Des groupes comprenant des syndicats, des mouvements de solidarité avec les migrants et des militants anti-guerre appellent à une grève générale le 1er mai 2026. Dans un passé récent, des appels à la grève générale ont déjà été lancés pour le 1er mai, mais jusqu’à présent, ils sont restés symboliques ou n’ont pas été pris au sérieux. Certains militants discutent et planifient une grève générale depuis plusieurs mois. Ils considèrent Minneapolis comme la preuve qu’ils sont sur la bonne voie.

Certains grands syndicats ont prévu une grève générale majeure pour le 1er mai 2028, date à laquelle plusieurs contrats de travail importants arriveront à expiration. Il semble que les travailleurs ne soient pas disposés à attendre deux ans.

La grève générale de Minneapolis, également qualifiée de « black-out économique », était une réponse à l’occupation violente et meurtrière de la ville par des milliers de soldats d’assaut sous le contrôle direct de la Maison Blanche. Il est significatif que la dernière grève générale dans ce pays – il y a 20 ans, le 1er mai 2006, impliquant des millions de travailleurs migrants à travers le pays et baptisée « Une journée sans immigrants » – ait également été une réponse à la répression contre les travailleurs migrants.

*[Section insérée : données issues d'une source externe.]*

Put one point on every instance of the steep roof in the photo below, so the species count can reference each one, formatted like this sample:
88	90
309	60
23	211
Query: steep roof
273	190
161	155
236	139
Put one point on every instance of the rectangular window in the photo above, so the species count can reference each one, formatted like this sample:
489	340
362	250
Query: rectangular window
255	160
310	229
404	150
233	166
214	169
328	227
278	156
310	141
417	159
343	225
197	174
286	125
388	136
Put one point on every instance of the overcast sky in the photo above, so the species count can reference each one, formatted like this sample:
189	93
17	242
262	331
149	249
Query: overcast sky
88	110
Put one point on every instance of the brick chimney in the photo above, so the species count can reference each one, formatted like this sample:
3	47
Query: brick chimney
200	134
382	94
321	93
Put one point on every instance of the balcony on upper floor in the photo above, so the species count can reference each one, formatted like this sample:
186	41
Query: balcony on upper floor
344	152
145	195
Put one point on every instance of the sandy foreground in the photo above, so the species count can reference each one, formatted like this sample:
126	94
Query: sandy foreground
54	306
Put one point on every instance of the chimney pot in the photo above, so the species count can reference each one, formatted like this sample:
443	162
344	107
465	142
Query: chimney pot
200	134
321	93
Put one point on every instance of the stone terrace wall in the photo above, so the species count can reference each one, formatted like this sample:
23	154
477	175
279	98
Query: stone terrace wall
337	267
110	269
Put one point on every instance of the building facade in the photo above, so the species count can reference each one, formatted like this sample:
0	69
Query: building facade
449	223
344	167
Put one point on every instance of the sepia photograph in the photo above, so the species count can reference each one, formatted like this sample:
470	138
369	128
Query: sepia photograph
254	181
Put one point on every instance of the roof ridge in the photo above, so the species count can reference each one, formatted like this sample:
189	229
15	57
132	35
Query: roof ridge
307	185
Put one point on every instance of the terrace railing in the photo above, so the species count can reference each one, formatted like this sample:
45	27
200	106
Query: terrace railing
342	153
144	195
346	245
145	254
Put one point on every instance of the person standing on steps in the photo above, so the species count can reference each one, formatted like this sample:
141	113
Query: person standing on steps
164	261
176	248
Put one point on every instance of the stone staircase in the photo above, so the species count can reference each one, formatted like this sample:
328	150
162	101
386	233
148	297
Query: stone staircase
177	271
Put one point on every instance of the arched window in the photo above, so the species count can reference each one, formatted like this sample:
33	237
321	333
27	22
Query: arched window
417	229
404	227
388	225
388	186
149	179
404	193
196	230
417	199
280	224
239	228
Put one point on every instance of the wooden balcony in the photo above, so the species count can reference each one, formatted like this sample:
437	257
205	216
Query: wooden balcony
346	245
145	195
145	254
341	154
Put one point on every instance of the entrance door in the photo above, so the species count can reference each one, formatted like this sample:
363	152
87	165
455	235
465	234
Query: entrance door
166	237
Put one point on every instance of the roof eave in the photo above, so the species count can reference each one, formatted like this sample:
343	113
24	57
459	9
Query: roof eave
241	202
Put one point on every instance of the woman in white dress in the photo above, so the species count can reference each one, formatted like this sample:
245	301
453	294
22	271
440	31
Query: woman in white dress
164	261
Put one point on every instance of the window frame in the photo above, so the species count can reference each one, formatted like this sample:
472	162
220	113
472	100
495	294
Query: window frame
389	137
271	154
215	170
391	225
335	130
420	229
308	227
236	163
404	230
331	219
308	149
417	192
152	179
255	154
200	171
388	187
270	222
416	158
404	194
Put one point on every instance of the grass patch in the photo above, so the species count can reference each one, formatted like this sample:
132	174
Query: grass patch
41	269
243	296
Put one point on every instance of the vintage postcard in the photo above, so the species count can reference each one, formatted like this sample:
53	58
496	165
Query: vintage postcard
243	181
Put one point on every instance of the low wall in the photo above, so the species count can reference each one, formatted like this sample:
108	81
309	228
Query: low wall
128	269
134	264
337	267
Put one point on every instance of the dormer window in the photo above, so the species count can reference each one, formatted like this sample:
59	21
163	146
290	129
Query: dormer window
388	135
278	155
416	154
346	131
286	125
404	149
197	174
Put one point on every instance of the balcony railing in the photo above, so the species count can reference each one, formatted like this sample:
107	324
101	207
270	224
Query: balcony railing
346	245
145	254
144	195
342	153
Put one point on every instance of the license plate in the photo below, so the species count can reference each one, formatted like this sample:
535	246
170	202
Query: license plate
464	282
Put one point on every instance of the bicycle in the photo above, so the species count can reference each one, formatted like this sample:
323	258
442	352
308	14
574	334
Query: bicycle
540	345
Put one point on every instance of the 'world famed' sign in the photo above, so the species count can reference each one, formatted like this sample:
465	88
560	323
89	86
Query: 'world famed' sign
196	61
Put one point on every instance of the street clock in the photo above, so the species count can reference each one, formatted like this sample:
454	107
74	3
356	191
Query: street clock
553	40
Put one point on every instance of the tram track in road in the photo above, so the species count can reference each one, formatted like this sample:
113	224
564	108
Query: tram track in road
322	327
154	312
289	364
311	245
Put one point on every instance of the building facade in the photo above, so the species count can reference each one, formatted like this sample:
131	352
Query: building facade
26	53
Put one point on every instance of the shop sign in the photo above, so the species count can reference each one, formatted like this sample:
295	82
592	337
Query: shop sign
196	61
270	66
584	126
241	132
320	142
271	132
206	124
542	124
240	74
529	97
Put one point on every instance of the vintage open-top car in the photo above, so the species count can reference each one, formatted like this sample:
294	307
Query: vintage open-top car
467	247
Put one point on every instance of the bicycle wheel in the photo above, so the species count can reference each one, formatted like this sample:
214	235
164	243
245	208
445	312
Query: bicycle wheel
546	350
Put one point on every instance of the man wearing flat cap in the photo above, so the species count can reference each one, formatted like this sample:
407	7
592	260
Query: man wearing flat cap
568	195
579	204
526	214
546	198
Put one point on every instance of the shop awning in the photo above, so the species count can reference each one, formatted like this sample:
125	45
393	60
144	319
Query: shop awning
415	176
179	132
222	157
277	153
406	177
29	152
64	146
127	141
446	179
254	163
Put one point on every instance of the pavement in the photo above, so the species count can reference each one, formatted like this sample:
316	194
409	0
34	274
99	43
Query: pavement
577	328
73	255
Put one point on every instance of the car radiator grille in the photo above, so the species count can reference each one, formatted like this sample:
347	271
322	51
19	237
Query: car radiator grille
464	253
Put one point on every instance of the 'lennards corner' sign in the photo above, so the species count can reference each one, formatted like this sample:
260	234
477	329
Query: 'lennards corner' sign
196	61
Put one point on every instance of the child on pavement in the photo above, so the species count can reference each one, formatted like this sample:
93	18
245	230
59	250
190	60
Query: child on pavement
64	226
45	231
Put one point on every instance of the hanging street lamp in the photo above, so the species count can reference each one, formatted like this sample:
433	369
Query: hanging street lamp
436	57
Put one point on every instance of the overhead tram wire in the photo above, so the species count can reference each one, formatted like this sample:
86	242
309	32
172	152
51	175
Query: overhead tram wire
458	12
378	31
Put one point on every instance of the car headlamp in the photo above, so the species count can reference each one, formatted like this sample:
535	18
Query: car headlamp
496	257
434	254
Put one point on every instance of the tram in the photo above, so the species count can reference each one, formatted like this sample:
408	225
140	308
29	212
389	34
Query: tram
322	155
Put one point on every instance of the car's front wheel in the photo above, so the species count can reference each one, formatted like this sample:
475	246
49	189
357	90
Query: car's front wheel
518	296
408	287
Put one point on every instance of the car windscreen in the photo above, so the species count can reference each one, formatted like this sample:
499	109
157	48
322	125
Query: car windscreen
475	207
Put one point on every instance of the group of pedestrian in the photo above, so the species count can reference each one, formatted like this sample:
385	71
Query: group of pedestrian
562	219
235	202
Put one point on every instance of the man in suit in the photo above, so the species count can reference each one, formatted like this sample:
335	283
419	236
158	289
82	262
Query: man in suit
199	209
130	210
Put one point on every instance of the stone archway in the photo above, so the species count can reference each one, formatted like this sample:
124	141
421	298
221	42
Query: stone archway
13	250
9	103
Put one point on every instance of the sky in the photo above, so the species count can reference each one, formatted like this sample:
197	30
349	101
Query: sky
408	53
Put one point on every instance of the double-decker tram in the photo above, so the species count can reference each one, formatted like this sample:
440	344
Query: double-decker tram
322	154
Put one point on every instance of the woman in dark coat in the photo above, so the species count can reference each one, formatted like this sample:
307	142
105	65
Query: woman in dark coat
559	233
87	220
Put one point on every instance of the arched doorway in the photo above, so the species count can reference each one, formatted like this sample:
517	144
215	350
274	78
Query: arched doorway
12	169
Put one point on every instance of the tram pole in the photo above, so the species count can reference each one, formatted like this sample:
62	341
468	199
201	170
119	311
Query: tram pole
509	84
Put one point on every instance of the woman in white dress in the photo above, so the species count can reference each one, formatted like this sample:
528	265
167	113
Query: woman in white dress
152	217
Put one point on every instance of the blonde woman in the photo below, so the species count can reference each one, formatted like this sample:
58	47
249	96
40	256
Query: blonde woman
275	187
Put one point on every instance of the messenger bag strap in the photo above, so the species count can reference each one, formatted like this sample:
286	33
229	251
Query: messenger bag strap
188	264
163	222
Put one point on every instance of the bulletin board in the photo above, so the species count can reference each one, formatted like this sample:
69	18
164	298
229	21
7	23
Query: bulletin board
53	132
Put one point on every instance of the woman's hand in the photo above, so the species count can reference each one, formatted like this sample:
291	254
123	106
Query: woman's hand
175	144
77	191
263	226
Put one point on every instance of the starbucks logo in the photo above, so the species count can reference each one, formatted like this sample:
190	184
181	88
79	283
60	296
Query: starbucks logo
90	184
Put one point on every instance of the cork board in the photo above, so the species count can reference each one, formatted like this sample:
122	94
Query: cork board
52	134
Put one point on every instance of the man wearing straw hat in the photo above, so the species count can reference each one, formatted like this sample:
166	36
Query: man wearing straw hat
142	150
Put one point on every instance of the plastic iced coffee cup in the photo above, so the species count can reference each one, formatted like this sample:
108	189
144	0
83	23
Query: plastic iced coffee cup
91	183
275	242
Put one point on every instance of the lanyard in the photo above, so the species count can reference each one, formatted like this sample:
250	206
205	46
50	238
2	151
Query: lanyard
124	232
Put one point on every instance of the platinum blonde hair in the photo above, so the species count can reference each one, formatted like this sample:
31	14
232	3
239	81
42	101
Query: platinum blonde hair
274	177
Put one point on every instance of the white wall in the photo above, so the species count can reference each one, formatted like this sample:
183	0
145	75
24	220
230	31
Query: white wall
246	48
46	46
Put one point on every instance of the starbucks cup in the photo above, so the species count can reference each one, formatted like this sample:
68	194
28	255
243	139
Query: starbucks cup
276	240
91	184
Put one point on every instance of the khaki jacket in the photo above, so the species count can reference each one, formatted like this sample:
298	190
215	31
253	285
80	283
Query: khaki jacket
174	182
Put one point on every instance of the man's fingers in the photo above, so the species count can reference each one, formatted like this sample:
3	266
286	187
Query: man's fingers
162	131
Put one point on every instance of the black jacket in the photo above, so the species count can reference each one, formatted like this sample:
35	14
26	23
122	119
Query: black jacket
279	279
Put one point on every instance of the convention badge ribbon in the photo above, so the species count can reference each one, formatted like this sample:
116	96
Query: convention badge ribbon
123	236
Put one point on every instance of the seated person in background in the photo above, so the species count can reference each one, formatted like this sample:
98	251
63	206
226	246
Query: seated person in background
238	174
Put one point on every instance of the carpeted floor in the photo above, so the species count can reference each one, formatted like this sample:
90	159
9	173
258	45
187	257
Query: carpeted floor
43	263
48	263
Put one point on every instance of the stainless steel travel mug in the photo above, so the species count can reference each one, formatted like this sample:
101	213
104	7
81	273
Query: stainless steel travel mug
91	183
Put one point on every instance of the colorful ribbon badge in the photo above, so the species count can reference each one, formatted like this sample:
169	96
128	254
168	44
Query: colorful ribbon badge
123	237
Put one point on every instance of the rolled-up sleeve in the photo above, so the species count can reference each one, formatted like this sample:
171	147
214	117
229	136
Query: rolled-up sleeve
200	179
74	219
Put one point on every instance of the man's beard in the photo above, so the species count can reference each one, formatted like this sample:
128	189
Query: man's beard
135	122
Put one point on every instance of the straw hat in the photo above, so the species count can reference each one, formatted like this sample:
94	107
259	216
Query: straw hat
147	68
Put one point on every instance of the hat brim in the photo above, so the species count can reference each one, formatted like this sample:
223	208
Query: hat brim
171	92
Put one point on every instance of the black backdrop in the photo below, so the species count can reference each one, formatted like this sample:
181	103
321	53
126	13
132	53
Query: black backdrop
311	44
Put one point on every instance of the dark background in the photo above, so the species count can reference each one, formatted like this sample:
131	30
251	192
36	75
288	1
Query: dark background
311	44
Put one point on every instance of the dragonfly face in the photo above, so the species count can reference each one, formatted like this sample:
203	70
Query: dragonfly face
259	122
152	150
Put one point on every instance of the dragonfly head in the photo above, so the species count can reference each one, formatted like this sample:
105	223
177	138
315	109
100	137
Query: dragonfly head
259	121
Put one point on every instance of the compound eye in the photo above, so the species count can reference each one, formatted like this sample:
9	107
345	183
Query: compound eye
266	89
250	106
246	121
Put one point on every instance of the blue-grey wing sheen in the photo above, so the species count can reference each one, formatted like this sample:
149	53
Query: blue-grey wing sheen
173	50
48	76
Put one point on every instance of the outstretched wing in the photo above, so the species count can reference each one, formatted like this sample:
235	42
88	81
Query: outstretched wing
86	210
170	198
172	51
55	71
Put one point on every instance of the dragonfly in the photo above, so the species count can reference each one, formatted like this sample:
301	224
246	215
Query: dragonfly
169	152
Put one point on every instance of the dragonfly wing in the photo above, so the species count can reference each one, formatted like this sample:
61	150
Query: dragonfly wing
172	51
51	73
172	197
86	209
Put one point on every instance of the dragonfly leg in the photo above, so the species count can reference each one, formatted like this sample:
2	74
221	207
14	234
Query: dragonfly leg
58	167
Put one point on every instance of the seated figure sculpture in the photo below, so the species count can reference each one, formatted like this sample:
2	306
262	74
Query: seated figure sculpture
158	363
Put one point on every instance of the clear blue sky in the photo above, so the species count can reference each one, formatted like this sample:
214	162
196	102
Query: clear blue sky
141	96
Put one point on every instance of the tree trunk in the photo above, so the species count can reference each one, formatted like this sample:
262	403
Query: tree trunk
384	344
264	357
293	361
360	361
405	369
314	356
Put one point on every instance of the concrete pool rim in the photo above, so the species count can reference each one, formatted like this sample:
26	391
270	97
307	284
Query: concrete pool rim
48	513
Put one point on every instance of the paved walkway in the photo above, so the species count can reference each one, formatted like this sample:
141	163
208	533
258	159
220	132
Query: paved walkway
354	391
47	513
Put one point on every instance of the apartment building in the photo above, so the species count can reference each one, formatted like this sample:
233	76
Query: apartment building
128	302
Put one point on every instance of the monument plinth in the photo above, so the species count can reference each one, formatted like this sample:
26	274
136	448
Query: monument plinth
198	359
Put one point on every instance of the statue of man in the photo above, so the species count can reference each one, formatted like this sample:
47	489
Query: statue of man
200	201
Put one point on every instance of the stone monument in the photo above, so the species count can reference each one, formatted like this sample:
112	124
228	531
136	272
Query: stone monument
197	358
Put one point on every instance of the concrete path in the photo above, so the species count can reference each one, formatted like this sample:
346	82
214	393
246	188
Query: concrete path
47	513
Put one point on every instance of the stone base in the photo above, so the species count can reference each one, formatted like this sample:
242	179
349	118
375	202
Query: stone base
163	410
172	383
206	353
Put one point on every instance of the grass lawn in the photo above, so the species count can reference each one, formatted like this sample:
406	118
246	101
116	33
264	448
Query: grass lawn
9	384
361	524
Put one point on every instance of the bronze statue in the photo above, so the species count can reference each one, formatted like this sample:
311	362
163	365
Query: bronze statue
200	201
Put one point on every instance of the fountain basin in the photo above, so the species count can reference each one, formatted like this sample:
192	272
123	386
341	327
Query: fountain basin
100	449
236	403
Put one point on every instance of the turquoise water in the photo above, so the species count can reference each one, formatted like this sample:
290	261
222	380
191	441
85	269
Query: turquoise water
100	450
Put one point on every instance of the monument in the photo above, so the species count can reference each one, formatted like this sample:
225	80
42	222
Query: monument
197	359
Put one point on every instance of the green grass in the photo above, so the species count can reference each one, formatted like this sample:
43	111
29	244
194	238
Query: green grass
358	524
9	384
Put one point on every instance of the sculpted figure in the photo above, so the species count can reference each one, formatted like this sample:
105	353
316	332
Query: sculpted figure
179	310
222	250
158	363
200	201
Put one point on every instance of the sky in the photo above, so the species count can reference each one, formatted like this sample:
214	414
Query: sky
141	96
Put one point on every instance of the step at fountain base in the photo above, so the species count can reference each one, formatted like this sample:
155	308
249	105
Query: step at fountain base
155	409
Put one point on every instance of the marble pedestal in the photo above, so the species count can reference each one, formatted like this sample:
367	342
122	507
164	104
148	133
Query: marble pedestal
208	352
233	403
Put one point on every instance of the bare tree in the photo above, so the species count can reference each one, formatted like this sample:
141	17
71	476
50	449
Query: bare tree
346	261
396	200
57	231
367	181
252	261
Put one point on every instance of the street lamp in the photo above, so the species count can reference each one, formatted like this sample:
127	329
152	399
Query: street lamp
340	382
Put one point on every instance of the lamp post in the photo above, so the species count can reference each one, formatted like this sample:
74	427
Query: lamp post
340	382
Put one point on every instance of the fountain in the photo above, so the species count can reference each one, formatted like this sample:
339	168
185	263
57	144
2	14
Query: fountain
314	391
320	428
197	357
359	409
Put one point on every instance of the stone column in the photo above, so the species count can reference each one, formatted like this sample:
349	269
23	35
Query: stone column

La répression policière a provoqué la grève de la classe ouvrière à Minneapolis. Mais les causes sous-jacentes de la grève vont au-delà de la répression étatique et sont le fruit d’un long processus. Le contexte plus profond de ce qui s’est passé à Minneapolis est la crise sans précédent de l’impérialisme américain et du système capitaliste. C’est cette crise qui est à l’origine de l’émergence de Donald Trump et de tout ce que lui et les milliardaires qui le soutiennent ont fait ou tenté de faire ici et dans le monde entier pour sauver l’impérialisme américain.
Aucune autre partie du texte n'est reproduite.